Essas coisas ocupam um espaço precioso na cabeça do portuguesante e, pior, um tempo precioso em sua vida.

A seguir, dois exemplos de instruções originalmente idealizadas e redigidas em português. Vc vai querer chiar q esses exemplos todo o mundo vê q foram mal redigidos, &c. Mas nem se incomode. A questão q o doutor quer esclarecer não tem a ver diretamente com a redação.

exemplo brasilês 1
Uma lei promulgada pelo governo do estado de SPaulo determina q o seguinte aviso deve ser afixado em toda porta de elevador no estado.
ANTES DE ENTRAR NO ELEVADOR, VERIFIQUE SE O MESMO ENCONTRA-SE PARADO NESTE ANDAR.
Ok. Essa é velha. Largamente criticado e escarnecido. Mas atente pros detalhes.

“ANTES DE ENTRAR NO ELEVADOR ... NESTE ANDAR”
• Ô, Pedro Bó, só é possível entrar no elevador se ele está parado neste andar. Se entro no elevador, ele não pode estar na quarta dimensão dum buraco negro. Só por essa, o aviso já parece saído de alguém de mente confusa.

“...VERIFIQUE SE...”
• Ou seja, não precisa CONFIRMAR QUE ele está no andar. Basta verificar SE ele está ali.
– Ok, já abri a porta e verifiquei. Ele NÃO está. ¿Posso atravessar a porta agora?

“...O MESMO...”
• Questão gramatical amplamente discutida na internet, orkut, &c, onde se tende a sugerir “...verifique se ELE se encontra...”. (Note o seguinte, leitor: grande bosta. Essa é a parte do aviso semanticamente MENOS absurda, e ¿o q acontece? Milhões de portuguesantes reclamam dela pq trata-se duma questão formal. Êitcha.)

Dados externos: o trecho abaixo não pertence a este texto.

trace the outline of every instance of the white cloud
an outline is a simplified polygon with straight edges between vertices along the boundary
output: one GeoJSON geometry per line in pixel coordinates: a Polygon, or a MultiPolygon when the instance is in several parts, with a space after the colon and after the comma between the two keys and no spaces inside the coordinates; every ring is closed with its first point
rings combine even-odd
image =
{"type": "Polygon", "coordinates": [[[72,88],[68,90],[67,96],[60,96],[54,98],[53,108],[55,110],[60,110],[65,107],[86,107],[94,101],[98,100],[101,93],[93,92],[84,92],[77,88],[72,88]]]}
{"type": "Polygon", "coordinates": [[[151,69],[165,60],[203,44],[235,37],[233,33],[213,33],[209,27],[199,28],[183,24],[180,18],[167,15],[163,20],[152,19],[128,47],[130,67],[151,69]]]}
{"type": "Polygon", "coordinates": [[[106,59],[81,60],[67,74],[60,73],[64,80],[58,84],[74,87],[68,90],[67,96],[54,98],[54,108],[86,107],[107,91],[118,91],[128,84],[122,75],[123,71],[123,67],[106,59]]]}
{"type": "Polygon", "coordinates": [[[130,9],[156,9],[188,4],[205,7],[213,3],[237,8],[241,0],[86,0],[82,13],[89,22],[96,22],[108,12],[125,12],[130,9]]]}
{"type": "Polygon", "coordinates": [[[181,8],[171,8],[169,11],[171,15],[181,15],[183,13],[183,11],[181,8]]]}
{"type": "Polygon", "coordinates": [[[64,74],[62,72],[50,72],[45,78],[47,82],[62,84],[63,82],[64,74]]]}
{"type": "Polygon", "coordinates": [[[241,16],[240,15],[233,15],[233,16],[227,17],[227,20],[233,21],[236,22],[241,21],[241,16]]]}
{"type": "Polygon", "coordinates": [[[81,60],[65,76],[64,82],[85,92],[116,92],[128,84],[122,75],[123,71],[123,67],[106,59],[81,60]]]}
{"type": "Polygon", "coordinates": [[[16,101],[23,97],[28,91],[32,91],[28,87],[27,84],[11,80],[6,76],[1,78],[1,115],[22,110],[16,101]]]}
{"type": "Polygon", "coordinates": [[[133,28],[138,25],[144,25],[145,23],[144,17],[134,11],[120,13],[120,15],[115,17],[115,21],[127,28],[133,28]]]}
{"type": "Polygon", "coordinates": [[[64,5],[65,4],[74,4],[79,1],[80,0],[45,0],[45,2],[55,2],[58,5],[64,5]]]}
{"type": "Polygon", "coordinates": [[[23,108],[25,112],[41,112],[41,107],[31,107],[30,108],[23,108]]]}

“...ENCONTRA-SE PARADO...”
• ¿Como assim, “encontra-se” parado? ¿Pq, se dissesse “está parado”, daria a impressão de “está quebrado”?
– Olha lá aquele cara na esquina. ¿Ele encontra-se parado ao lado do poste?
– Olha lá o sapato no chão. ¿Ele encontra-se jogado embaixo da cama?
– Olha lá meu carro. ¿Ele encontra-se estacionado em frente ao banco?

“...NESTE ANDAR.”
• Não, Pedro Bó, estou neste andar pra pegar o elevador no andar de cima.

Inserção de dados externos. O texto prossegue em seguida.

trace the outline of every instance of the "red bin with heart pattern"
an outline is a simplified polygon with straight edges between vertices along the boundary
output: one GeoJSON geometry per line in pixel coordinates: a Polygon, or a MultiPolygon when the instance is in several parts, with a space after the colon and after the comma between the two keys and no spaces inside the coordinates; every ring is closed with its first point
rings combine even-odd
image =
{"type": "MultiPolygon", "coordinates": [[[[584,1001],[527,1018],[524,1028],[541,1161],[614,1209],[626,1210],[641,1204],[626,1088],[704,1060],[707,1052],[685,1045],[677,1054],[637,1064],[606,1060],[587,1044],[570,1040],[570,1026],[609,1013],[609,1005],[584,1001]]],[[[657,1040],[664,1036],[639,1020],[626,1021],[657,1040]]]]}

Parafraseando a mensagem lógica desse aviso, o q ele de fato DIZ é algo assim:
Antes de entrar no elevador, veja se é possível NÃO entrar. Se for possível entrar, entre. Se NÃO for possível entrar, entre assim mesmo.
HAHAHAHAHAHAHAHAHAHA

A barbaridade do aviso existente não quer dizer q a idéia central dele não possa ser facilmente expressa em português. Veja:
CUIDADO! NÃO ATRAVESSE ESTA PORTA SE O ELEVADOR NÃO ESTIVER DO OUTRO LADO.
Simples, não?

exemplo brasilês 2
A rocoquice do português confunde o redator. Ele acha q a instrução q redige é tão pedante qto a gramática q quer usar. Observe esta protuberância, excretada por não menos q o Ministério da Saúde (via ANVISA):
AO PERSISTIREM OS SINTOMAS, O MÉDICO DEVERÁ SER CONSULTADO.
uma frase q igualmente poderia ser interpretada como “quando os sintomas persistirem, pois certamente persistirão, é provável q o único médico do mundo seja consultado por alguém.”

QUA QUA QUA QUA QUA QUA

¿Por que não faz assim, ó:
“SE OS SINTOMAS PERSISTIREM, CONSULTE UM MÉDICO.” ?
É tão fácil.

prestenção agora
Mas a questão q o Dr Plausível enfatiza é COMPLETAMENTE OUTRA. O problema do português não é q ele tem maus redatores q escrevem coisas ilógicas e pedantes. O problema [¡prestenção!] é q o leitor ENTENDE o q o redator quis dizer. As rocoquices confundem tanto a cabeça do redator qto a do leitor.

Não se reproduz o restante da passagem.